Maßstab Schutzoperation

Daher setzt der Bericht bei einer Schutzoperation an. Diese sei "ein flexibler und kosteneffizienter Ansatz", der die "realen budgetären Rahmenbedingungen" berücksichtige. Eine Schutzoperation ist nicht zu verwechseln mit einem Assistenzeinsatz, bei dem das Militär die Exekutive unterstützt. Es handelt sich um eine eigenständige Operation des Militärs.
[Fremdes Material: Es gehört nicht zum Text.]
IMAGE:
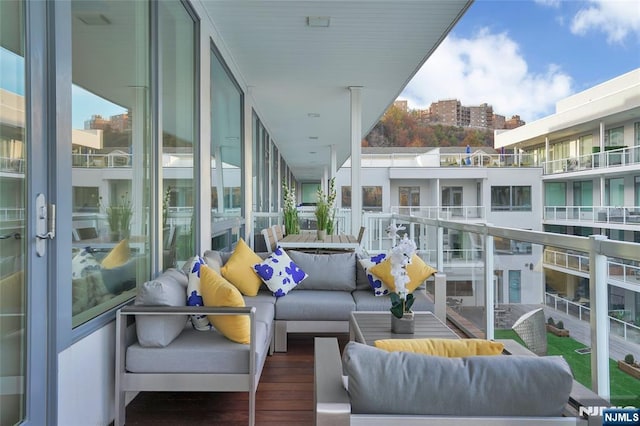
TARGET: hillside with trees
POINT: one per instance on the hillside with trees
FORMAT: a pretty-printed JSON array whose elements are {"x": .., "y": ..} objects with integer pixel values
[{"x": 400, "y": 128}]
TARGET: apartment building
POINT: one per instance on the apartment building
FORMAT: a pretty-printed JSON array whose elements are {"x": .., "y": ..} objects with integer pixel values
[
  {"x": 590, "y": 153},
  {"x": 476, "y": 186}
]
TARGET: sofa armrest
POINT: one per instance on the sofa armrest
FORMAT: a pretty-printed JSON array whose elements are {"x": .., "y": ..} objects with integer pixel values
[{"x": 332, "y": 406}]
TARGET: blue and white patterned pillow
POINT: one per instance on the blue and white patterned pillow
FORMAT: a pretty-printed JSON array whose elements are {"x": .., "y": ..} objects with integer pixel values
[
  {"x": 377, "y": 285},
  {"x": 194, "y": 296},
  {"x": 279, "y": 272}
]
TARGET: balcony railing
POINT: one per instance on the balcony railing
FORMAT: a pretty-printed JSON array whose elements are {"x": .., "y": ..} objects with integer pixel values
[
  {"x": 611, "y": 158},
  {"x": 594, "y": 215},
  {"x": 618, "y": 327},
  {"x": 470, "y": 213}
]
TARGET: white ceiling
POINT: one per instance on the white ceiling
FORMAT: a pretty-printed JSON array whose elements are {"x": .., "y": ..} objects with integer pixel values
[{"x": 293, "y": 70}]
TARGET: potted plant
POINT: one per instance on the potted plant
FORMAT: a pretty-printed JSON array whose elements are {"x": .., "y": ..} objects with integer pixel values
[
  {"x": 630, "y": 366},
  {"x": 557, "y": 328},
  {"x": 289, "y": 210},
  {"x": 402, "y": 320},
  {"x": 324, "y": 210}
]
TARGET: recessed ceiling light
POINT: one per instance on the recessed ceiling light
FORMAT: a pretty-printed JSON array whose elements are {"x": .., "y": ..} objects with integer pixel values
[
  {"x": 318, "y": 21},
  {"x": 94, "y": 19}
]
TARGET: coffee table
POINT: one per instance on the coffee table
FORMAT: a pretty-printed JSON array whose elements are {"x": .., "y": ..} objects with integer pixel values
[{"x": 367, "y": 327}]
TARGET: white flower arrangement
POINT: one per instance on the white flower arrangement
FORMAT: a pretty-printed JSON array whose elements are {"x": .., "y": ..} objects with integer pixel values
[{"x": 400, "y": 256}]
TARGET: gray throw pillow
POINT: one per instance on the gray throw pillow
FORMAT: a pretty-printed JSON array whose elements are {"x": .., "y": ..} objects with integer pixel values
[
  {"x": 383, "y": 382},
  {"x": 169, "y": 289},
  {"x": 326, "y": 271}
]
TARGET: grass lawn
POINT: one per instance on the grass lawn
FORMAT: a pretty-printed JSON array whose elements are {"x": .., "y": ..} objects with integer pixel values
[{"x": 625, "y": 390}]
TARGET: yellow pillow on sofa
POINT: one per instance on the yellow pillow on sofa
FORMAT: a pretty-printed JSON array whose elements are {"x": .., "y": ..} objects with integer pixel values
[
  {"x": 452, "y": 348},
  {"x": 218, "y": 292},
  {"x": 118, "y": 256},
  {"x": 418, "y": 272},
  {"x": 239, "y": 269}
]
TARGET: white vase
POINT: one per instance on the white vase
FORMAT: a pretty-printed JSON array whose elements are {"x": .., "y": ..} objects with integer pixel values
[{"x": 404, "y": 325}]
Sie umfasst die Fähigkeit, "alle militärischen Kapazitäten sowohl sehr rasch, räumlich und zeitlich begrenzt, als auch lange andauernd" einzusetzen.

Ein Szenario sind mehrere gleichzeitige Terroranschläge in Österreich, also eine koordinierte Attacke einer Terrorgruppe oder eines feindlichen Staates. Ein weiteres Beispiel stellen Kämpfe nahe oder an der österreichischen Grenze dar, wenn ein Nachbarland Österreichs in einen Krieg verwickelt wird. Vergleichbar wäre der Grenzeinsatz des Heeres während des Jugoslawien-Krieges.

Das Heer müsse "Präsenz zeigen und durch diese abhaltend wirken". "Patrouillen mit gepanzerten Fahrzeugen überwachen das Zwischengelände und können rasch an entstehenden Brennpunkten zusammengeführt werden, um Gefahrensituationen zu neutralisieren. Verdächtige Personen werden kontrolliert, Gefahrenräume großflächig abgesperrt. Nachtkampffähigkeit ermöglicht den Einsatz rund um die Uhr."

Ziel seien die "Erhaltung und gegebenenfalls Wiederherstellung der Souveränität am Boden, in der Luft und im Cyberspace". "Der Abbau von militärischen Kernfähigkeiten" habe bereits bisher dazu geführt, dass das Heer "den verfassungsmäßigen Auftrag zur militärischen Landesverteidigung bereits heute nur mehr sehr eingeschränkt erfüllen kann".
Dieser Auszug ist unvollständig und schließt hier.